$PASSWORD_STORE_DIR expansion creates unintended directory structure when using fscopy
Summary
Encrypting a file to the password store via path expansion of $PASSWORD_STORE_DIR, creates a directory structure of the expanded path from password store dir root.
Steps To Reproduce
cd ~
touch ./test-file.txt
gopass fscopy ./test-file.txt $PASSWORD_STORE_DIR/test-file.txt
Results (on mac) in: $PASSWORD_STORE_DIR/Users/<user>/path/to/password-store/test-file.txt.gpg i.e., $PASSWORD_STORE_DIR/Users/<user>/$PASSWORD_STORE_DIR/test-file.txt.gpg
Expected behavior
Creates an encrypted file of ~/test-file.txt at $PASSWORD_STORE_DIR root. i.e., $PASSWORD_STORE_DIR/test-file.txt.gpg
Environment
- macos 13.5
- OS Version: Darwin tjex-lappy 22.6.0 Darwin Kernel Version 22.6.0: Wed Jul 5 22:22:05 PDT 2023; root:xnu-8796.141.3~6/RELEASE_ARM64_T6000 arm64
- gopass Version: gopass 1.15.11 go1.21.4 darwin arm64
- Installation method: brew
Additional context
Additionally, it would be great if gopass could also handle an empty target filename.

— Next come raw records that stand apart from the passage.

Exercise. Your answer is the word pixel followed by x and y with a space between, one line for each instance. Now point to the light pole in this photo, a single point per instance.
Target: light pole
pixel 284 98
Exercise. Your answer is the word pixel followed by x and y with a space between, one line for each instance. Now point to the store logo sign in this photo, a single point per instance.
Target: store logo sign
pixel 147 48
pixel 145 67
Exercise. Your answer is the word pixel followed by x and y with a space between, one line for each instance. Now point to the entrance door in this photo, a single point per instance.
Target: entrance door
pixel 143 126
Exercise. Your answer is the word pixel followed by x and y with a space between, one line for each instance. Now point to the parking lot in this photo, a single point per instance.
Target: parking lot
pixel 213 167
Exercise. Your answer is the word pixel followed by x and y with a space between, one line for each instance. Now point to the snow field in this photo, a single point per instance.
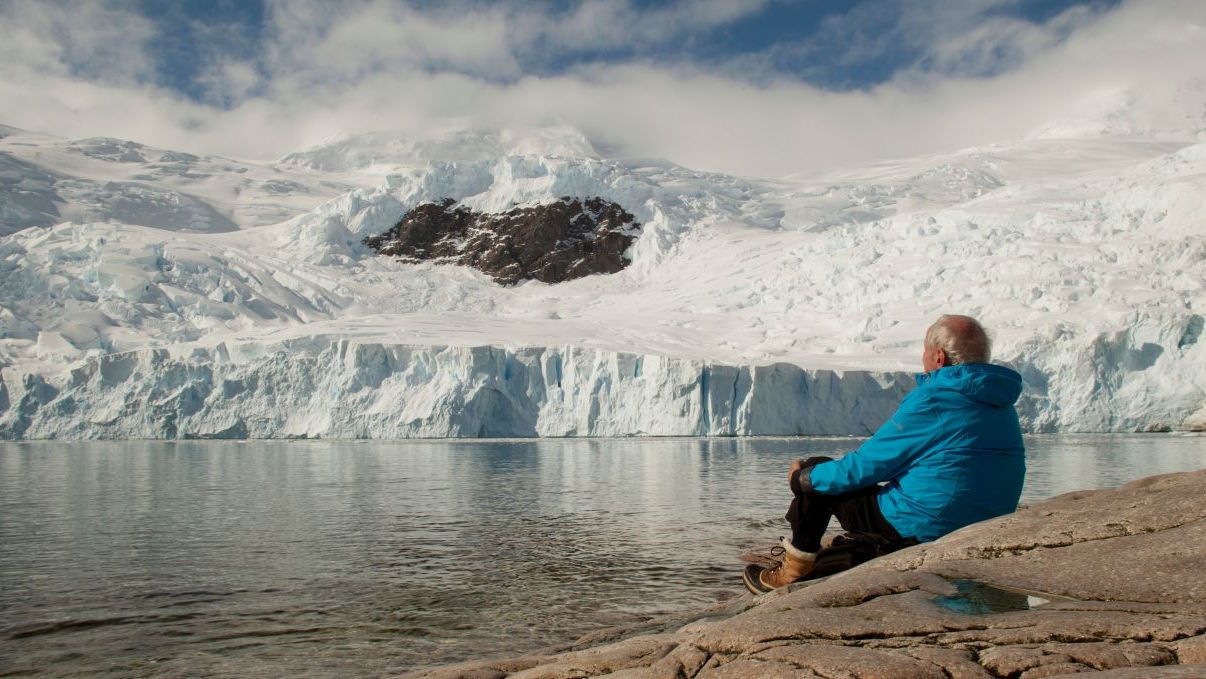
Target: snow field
pixel 751 306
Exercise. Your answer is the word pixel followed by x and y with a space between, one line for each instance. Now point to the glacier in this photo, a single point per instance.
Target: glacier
pixel 753 306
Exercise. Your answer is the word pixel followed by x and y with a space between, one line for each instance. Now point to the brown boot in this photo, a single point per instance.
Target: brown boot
pixel 795 565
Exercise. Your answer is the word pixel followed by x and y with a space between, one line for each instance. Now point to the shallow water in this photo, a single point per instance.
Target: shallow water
pixel 343 557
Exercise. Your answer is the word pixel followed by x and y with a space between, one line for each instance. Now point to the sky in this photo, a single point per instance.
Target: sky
pixel 753 87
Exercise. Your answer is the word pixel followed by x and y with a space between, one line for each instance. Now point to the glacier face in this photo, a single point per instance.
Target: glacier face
pixel 791 305
pixel 341 388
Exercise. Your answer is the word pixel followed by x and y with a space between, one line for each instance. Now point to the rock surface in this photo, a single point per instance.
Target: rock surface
pixel 554 243
pixel 1107 581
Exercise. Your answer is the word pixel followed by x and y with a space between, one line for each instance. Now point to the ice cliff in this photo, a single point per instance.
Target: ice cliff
pixel 791 305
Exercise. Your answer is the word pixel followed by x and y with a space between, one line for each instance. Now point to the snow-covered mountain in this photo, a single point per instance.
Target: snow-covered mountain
pixel 153 293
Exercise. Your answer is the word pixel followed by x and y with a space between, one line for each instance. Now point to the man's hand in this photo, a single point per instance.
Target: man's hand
pixel 802 464
pixel 795 469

e.g: gopass fscopy ./test-file.txt $PASSWORD_STORE_DIR should result in a file named test-file.txt.gpg at $PASSWORD_STORE_DIR.

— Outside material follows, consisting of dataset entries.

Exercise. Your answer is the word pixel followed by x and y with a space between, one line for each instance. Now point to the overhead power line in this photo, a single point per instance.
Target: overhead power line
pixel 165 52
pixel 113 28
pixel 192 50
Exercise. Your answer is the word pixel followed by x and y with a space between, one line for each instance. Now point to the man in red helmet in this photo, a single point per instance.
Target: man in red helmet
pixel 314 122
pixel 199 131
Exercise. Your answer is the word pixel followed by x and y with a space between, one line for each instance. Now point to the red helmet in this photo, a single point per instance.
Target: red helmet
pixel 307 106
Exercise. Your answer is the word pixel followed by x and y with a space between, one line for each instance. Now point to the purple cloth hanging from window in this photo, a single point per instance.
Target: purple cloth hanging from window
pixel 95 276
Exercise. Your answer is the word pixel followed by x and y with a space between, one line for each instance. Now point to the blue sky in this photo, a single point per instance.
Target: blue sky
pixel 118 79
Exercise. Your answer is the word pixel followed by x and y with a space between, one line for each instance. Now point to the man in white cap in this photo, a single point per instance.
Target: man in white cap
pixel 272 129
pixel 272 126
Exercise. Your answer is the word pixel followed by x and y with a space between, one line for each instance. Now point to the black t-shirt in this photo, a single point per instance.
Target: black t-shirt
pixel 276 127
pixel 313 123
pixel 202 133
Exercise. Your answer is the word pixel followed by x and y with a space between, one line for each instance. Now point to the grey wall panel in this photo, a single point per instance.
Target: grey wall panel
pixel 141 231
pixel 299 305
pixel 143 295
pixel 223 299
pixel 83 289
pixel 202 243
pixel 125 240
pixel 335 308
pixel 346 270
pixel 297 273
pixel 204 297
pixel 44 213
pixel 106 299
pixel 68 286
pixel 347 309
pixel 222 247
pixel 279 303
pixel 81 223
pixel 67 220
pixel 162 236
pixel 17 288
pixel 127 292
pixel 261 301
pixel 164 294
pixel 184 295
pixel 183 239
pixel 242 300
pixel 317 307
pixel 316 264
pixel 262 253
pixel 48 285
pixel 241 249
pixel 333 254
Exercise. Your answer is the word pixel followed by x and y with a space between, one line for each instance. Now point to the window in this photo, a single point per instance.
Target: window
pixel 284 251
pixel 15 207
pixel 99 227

Currently what happens is similar as the behaviour as above, but the password store root folder is used as the file name.
$PASSWORD_STORE_DIR/Users/<user>/path/to/password-store/password-store-folder-root-name.gpg
This is certainly not intentional but I wonder if it's worth a workaround. I think you're using gopass wrong. Neither input nor output should contain $PASSWORD_STORE_DIR. In fact you should usually not mess with the contents directly (or at least not using gopass to target anything in there).
I'm not actually typing in $PASSWORD_STORE_DIR. It was for clarities sake... But very clear how misleading that is.
I'm navigating as usual, but it still sounds like an expansion issue, as I'm using ~ on mac to navigate from home.